Wal-Mart is adding Sony TVs to its video assortment, prompting the manufacturer to begin direct distribution to the retail giant.
The first fruits of the pact are four Sony models that were set to hit a limited number of stores earlier this month.
According to Don Harris, executive VP/general merchandise for Wal-Mart’s flagship stores, the partners will test the TVs — and the new supply chain — in 200 to 250 locations before extending them nationwide.
“We’ve done a lot of business with Sony over the years” — including imaging, HTiB, personal audio and accessories — “but we’ve never sold direct until now,” he said at a recent investor conference.
The change in distribution and new TV SKUs, announced at Wal-Mart’s annual shareholders meeting this month, underscores recent strides the world’s largest retailer has made in pursuit of the CE market.
The low-cost leviathan, long content to conduct a commodity CE business, surprised specialty A/V dealers out of their complacency late last year with word of a 1,500-store test of HDTV, along with pockets of plasma displays. (See TWICE, Oct. 14, 2002, p. 1.)
At the same time, a seemingly inexorable brick-and-mortar build-out helped propel CE sales 13 percent at Wal-Mart’s flagship stores last year, unseating Circuit City as the second-largest electronics retailer in the land and placing the discount chain within striking distance of Best Buy stores. (Indeed, factor in Sam’s Club’s $2.5 billion in 2002 CE revenue and the race becomes a dead heat.)
More recently, Wal-Mart has restated its intentions to rule the electronics roost. In its 2003 annual report, the $245 billion company cited CE as a category that can help it maintain its double-digit growth through improved merchandising and the addition of new product lines.

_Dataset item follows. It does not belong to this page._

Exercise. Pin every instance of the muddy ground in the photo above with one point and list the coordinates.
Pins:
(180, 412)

“Our product-development team, working with Wal-Mart buyers, is driving significant improvement in key product categories such as apparel, domestics and electronics,” noted president/CEO Lee Scott. “As this improvement continues, we will further encourage our existing customers to broaden their shopping with us. In other words, we are increasingly seeing that customers who shop with us for food and basic household supplies are adding apparel and electronics to their shopping basket.”
Tom Coughlin, newly named executive VP/vice chairman of Wal-Mart Stores Inc. (USA), also stressed CE in his remarks and promised to raise the retailer’s high-tech quotient. “We will … continue to feature new technology in our electronics department,” he wrote. “With DVD players, we entered the market at an early point and did very well. Now we’re doing the same with flat-screen TVs and new advances in wireless technology.”
Executive VP Harris underscored the significance of the shift in merchandising strategy. “This represents a change,” he observed. “We once thought we wouldn’t sell certain products until they reached certain price points. We no longer think that way, but that doesn’t mean we’re taking riskier positions now. It’s a simple matter of merchandising to where we know the consumer is going.”
CE was once again highlighted at Wal-Mart’s annual shareholders meeting on June 6. According to attendee Aram Rubinson, a retail analyst with Banc of America Securities, electronics was the “most talked about category” in hardlines, as the company displayed a dump bin featuring $5.88 DVDs and trumpeted its direct line to Sony products.
Harris boasted that Wal-Mart is consistently selling 1 million DVD movies priced under $6 each week. “DVDs are working for us,” he told a Credit Suisse First Boston conference in New York. “It’s a bit of a treasure hunt,” he said of the dump bins, “but it’s sensational.”